Cabbages are a common sight, however they start to show sign of stress due to the heat. My guess is that they are also a bit overdue for harvest already. We can grow heat resistant cabbages in the tropical region. That will be able to withstand the mid day heat.


The swiss chard is doing pretty well despite the heat. We did managed to grow this in tropical weather too but they are not very happy when temperature soars beyond 40 degree C. My indoor chard however typically do very well ( about 28-30 degree C ambient temperature).


Wasabi Green is another very common greens for the local. We can grow this quite well in tropical super hot weather too. They look so pretty. The Japanese love to cook them with mushrooms and mayo sauce. We love it the chinese way, stir fry with roast pork. It takes so so good.


Found lots of beetroot in the kitchen garden too. I am frankly not aware that this is common in Japanese cuisine. Upon googling, however realised that they do have quite a fair bit of recipes using beetroots or beets as ingredients. Maybe I should try to taste them the Japanese way one day.


I love sashimi and sushi. The bring yellow flower that comes with most sashimi or sushi plating is a common sight since the day I eat sashimi. They are plastic though. In Japan, however, most of the time, they are real common dandelion flowers. They are everywhere in Japan even along the road side. So pretty!


Found some overdue lettuce and kale in the garden too. They may not look good but certainly still taste good especially when freshly harvested.


The purple cabbages at the background of the bolted lettuce are not very happy due to the heat.  ( about 24-28 degree C ). That's why we typically mentioned it is a challenge to grow purple cabbages in tropical region.



One thing very encouraging for growers that I have seen in this trip is that the Japaneses do not seen to mind having not so pretty looking but tasty vegetables. 

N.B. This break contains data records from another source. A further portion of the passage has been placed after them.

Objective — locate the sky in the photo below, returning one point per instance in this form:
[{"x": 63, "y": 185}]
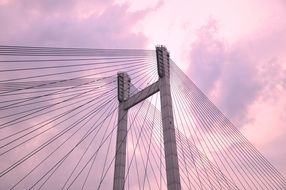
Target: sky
[{"x": 233, "y": 50}]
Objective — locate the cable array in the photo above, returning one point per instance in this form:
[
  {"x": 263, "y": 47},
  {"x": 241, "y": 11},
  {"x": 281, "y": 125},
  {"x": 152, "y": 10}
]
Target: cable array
[
  {"x": 58, "y": 121},
  {"x": 221, "y": 157}
]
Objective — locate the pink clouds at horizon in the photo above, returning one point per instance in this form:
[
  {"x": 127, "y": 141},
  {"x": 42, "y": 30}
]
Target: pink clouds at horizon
[{"x": 233, "y": 50}]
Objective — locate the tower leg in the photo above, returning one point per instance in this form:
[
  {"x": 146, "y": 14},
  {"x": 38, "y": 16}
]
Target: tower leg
[
  {"x": 121, "y": 139},
  {"x": 169, "y": 135},
  {"x": 120, "y": 157}
]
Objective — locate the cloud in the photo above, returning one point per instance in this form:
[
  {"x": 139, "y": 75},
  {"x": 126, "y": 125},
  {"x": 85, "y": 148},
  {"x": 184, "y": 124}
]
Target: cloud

I have seen lots of not so perfect looking odd shape cauliflowers sold in the supermarkets at equal price as the rest as  long as they are grown locally such as these cauliflower. 

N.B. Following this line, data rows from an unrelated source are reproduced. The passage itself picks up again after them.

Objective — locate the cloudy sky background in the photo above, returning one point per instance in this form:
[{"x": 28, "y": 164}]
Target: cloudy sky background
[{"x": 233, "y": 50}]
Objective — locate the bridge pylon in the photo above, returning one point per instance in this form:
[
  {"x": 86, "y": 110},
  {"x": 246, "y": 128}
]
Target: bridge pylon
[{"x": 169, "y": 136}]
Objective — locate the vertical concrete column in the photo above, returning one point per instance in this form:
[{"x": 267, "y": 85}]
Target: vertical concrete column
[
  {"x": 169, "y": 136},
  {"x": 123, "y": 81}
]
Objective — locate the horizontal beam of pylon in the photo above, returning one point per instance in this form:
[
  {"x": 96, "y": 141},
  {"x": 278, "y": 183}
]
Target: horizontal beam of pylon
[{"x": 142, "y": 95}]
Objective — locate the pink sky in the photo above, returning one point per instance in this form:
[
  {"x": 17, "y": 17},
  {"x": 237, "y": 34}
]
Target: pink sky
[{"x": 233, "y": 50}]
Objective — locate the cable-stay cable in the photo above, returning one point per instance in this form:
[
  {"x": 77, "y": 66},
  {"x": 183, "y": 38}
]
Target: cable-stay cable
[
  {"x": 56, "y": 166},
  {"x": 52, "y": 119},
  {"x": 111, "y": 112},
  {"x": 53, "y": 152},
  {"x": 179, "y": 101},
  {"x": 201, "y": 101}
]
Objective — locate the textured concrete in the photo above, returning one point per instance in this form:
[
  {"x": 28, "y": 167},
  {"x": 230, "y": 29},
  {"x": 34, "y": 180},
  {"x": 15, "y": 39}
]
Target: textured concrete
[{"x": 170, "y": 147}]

We typically have to sell at a discount if the cauliflower does not form into perfect round flower. It usually happens if we do not harvest them on time, like 1 to 3 days passed their harvesting date or when the weather gets too warm suddenly.

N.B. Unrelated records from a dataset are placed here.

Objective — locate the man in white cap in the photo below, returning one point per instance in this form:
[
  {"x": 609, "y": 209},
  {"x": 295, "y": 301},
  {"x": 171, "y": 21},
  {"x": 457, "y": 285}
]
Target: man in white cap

They are also willing to pay high price for good quality fruits grown locally too. They have a very matured valued consumers market. Something that I really envy.

There are lots of herbs in the herbs garden too. Most are quite commonly found in our region. I just listed a few mint here. It is inline with what we observed so far in our garden. Spearmint & peppermint typically do very well in heat as shown in these two pictures.



Apple mint seen to do very well here. Back home at high heat, they are not as lush.


Lemon balm however hates it when the weather gets too hot. They start to develope burnt edges/leaves and die off.


There is a lavender garden too but unfortunately, it is too hot for them to bloom now. The smell from the leaves is still heavenly though.

At the mid station you can visit the glass house. The flowers displays is so beautiful. You will not want to miss it.



The herbal house and spice museum in the same area are something you will enjoy visiting. They are so tastefully done. Pretty!


After all the walking, it is time to reward ourselves. We have lunch at The Veranda. The beef sandwich and the pastries are so so good. simply love them.



After lunch, we continued our way down hill. No more edibles after this point. But is a relax walk with nice trails and waterfall. 


We truly enjoyed our short visit to Kobe.